Да, дорогая моя. Был я мировым судьей, непременным членом,
председателем мирового съезда, наконец, советником губернского
правления; кажется, послужил отечеству и имею право на внимание,
но вот вам: никак не могу добиться, чтобы меня перевели в другой
город...
Панауров закрыл глаза и покачал головой.
— Меня не признают, — продолжал он, как бы засыпая. — Конечно, я
не гениальный администратор, но зато я порядочный, честный
человек, а по нынешним временам и это редкость. Каюсь, иногда
женщин я обманывал слегка, но по отношению к русскому
правительству я всегда был джентльменом. Но довольно об этом, —
сказал он, открывая глаза, — будем говорить о вас. Что это вам
вздумалось вдруг ехать к папаше?
— Так, с мужем немножко не поладила, — сказала Юлия, глядя на
его картуз.
— Да, какой-то он у вас странный. Все Лаптевы странные. Муж ваш
еще ничего, туда-сюда, но брат его Федор совсем дурак.
Панауров вздохнул и спросил серьезно:
— А любовник у вас уже есть?
Юлия посмотрела на него с удивлением и усмехнулась.
— Бог знает, что вы говорите.
На большой станции, часу в одиннадцатом, оба вышли и поужинали.
Когда поезд пошел дальше, Панауров снял пальто и свой картузик и
сел рядом с Юлией.
— А вы очень милы, надо вам сказать, — начал он. — Извините за
трактирное сравнение, вы напоминаете мне свежепросоленный
огурчик; он, так сказать, еще пахнет парником, но уже содержит в
себе немножко соли и запах укропа. Из вас мало-помалу
формируется великолепная женщина, чудесная, изящная женщина.
Если б эта наша поездка происходила лет пять назад, — вздохнул
он, — то я почел бы приятным долгом поступить в ряды ваших
поклонников, но теперь, увы, я инвалид.
Он грустно и в то же время милостиво улыбнулся и обнял ее за
талию.
— Вы с ума сошли! — сказала она, покраснела и испугалась так,
что у нее похолодели руки и ноги. — Оставьте, Григорий Николаич!

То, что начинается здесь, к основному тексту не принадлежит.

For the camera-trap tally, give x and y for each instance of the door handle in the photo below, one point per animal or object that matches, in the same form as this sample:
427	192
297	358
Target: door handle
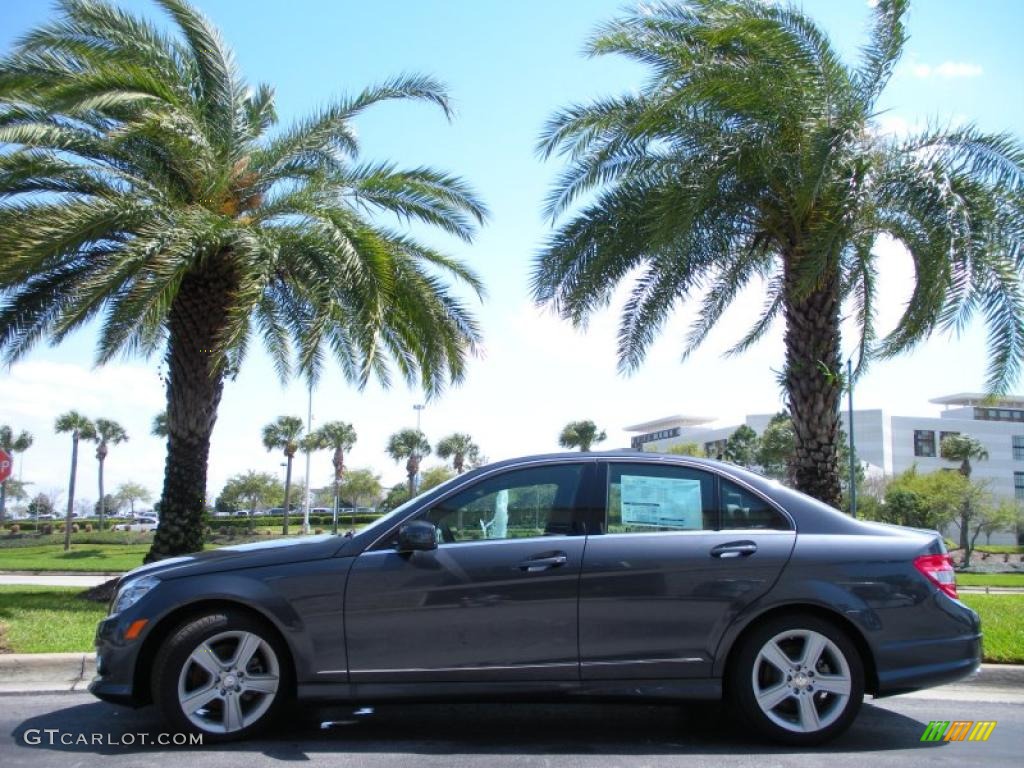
544	562
734	549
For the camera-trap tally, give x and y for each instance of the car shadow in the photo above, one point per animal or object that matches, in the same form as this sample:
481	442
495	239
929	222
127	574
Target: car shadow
702	728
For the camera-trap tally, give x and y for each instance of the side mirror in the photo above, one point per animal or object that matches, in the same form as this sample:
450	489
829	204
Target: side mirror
418	536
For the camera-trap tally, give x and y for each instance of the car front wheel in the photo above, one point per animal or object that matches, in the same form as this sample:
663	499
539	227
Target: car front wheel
224	675
798	680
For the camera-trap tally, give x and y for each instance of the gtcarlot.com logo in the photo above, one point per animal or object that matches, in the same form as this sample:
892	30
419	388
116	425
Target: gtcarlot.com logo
55	736
958	730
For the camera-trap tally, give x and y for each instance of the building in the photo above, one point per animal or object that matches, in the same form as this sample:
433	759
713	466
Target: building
889	443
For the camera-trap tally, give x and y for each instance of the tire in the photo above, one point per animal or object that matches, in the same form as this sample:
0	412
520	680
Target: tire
201	684
788	698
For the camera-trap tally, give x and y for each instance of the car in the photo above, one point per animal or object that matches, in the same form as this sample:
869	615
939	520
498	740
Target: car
610	576
138	522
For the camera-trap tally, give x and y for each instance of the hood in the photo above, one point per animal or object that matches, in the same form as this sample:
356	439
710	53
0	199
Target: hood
256	554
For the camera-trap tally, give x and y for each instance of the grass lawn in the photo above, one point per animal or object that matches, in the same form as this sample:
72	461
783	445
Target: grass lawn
1003	623
86	557
990	580
46	620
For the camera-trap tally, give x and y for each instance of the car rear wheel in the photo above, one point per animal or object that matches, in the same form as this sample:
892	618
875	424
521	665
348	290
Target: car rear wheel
798	680
224	675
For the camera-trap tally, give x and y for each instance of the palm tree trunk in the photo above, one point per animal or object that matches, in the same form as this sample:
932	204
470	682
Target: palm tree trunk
813	383
71	488
288	493
195	384
102	501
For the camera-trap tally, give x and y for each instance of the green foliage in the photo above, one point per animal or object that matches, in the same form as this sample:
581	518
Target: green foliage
962	448
395	497
361	487
40	505
778	441
742	445
460	448
130	493
252	489
751	134
407	443
434	476
581	434
686	449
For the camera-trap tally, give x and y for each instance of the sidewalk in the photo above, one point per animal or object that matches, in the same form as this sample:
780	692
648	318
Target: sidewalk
51	579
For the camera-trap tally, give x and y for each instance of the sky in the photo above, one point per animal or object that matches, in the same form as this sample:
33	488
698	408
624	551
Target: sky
509	66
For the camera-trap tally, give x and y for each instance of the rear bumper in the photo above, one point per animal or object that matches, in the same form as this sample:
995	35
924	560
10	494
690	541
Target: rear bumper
928	662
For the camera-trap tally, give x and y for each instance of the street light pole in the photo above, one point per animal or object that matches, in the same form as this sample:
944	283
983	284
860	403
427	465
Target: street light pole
309	428
853	459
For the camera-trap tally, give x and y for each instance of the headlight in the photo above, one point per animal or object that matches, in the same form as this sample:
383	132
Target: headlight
132	592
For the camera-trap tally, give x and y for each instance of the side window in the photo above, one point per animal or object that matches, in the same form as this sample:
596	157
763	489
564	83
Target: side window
648	498
741	509
513	505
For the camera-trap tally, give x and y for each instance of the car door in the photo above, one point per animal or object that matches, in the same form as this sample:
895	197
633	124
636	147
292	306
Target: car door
497	600
681	552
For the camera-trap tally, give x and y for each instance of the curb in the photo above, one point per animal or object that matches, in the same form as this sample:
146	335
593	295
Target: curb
47	673
22	673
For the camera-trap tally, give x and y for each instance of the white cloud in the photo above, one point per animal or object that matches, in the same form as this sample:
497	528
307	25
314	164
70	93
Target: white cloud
947	70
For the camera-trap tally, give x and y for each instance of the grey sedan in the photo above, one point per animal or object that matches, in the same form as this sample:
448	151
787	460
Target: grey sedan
611	576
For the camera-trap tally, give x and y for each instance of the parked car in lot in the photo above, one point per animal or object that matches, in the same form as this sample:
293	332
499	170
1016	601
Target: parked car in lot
138	522
608	576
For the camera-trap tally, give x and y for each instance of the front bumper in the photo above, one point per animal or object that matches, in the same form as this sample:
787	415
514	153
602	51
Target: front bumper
116	663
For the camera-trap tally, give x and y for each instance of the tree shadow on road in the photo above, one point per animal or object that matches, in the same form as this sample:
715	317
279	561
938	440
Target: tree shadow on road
699	728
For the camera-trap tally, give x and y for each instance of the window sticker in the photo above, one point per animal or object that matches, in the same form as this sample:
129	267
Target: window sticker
662	502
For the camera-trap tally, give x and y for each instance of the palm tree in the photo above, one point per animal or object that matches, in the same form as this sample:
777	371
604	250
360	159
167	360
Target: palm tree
285	434
338	436
12	444
80	429
752	154
412	445
140	187
961	448
581	434
107	433
459	446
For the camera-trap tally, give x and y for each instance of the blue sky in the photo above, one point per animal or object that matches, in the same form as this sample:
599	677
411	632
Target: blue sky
509	66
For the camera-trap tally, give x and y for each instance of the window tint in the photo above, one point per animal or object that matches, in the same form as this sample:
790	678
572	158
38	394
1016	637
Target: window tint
646	498
741	509
513	505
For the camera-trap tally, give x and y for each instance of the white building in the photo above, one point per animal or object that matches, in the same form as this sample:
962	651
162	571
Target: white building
889	443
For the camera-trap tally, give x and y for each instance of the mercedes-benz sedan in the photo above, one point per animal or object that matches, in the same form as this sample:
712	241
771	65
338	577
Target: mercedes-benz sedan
609	576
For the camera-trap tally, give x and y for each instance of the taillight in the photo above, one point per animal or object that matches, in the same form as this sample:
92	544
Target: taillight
939	570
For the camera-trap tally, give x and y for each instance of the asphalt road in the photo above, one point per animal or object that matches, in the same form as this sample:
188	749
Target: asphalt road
887	733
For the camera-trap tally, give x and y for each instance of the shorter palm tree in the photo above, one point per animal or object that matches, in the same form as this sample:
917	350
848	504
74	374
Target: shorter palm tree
285	434
12	444
339	436
581	434
80	428
459	446
961	448
107	433
412	445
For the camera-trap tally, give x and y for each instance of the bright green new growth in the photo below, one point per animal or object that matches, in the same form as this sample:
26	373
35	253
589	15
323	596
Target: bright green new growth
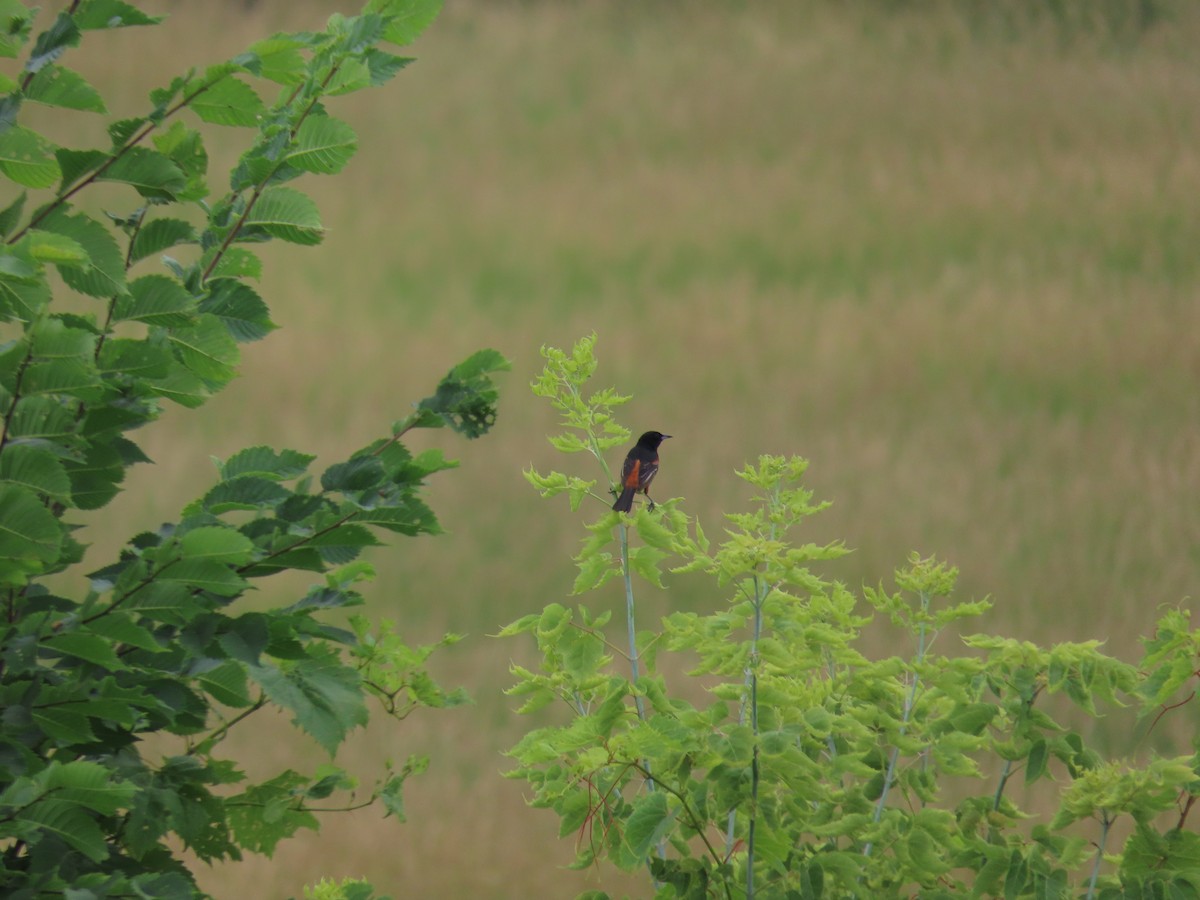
162	643
814	769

— Что же вы боитесь, милая? — спросил он мягко. — Что тут
ужасного? Вы просто не привыкли.
Если женщина протестовала, то для него это только значило, что
он произвел впечатление и нравится. Держа Юлию за талию, он
крепко поцеловал ее в щеку, потом в губы, в полной уверенности,
что доставляет ей большое удовольствие. Юлия оправилась от
страха и смущения и стала смеяться. Он поцеловал ее еще раз и
сказал, надевая свой смешной картуз:
— Вот и всё, что может дать вам инвалид. Один турецкий паша,
добрый старичок, получил от кого-то в подарок или, кажется, в
наследство целый гарем. Когда его молодые красивые жены
выстроились перед ним в шеренгу, он обошел их, поцеловал каждую
и сказал: «Вот и всё, что я теперь в состоянии дать вам». То же
самое говорю и я.
Все это казалось ей глупым, необыкновенным и веселило ее.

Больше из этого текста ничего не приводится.